A Little Romance
Work for it
"This marriage isn't working for me," said a friend's husband (and so many husbands before him) as he was on his way out the door for the last time. Talk about misguided notions. Who said marriage was supposed to work for you? Maybe you're supposed to work for it, just as you work for everything else you value in your life.
"Unless you make the effort to connect with each other -- talking after the kids go to sleep, taking walks together whenever you can, having dinner dates as often as you can -- then the little time you do have together may be spent fighting because you'll feel like opponents," says Weiner Davis. "When you spend time and attention on each other and connect emotionally, the little irritating things can get written off."
Georgia Galanoudis, a Dix Hills, New York, mom of two, says she stays connected to her husband by playing games. "Once the kids are in bed, Steve and I get out the trivia games or play a computer driving game together -- just hang out having fun like we always did."
But for many of us, television and the computer suck away precious evening adult time when we could be reconnecting but don't.
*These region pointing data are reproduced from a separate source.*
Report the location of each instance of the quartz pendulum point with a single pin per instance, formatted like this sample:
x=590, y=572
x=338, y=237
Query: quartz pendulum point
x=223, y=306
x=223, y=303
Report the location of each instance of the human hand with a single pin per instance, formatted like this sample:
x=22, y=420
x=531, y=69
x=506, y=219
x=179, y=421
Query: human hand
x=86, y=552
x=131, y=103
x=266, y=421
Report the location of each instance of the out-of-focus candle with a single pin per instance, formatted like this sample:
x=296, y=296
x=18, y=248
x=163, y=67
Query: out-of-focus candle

Meghan Kendall, a mom of two in Los Angeles, tries to solve the problem by multitasking. "I ask Joseph to sit and read next to me while I'm catching up with e-mail -- it's nice and quiet and we're close." They also have a standing Friday-night date, with their son's former preschool teacher booked to babysit from now to infinity. "Occasionally, we have to use the time to get stuff for the house or do errands, but these days it's romantic to walk through a store holding my husband's hand and not have a child pulling at me," she says.
Elaine Stinson, the mother of a 3-year-old and a 23-year-old in Northampton, Massachusetts, says that having any kind of a romantic life with her husband now requires "recruiting a sitter to take Emma for Saturday-morning walks in the park so that Dave and I have the morning to do whatever." When my husband and I have a weekday lunch date or, every once in a while, take what we call a "marital health" day while the kids are in school, it feels a tad illicit, like I'm having an affair with my husband -- which is a nice way to feel about your spouse.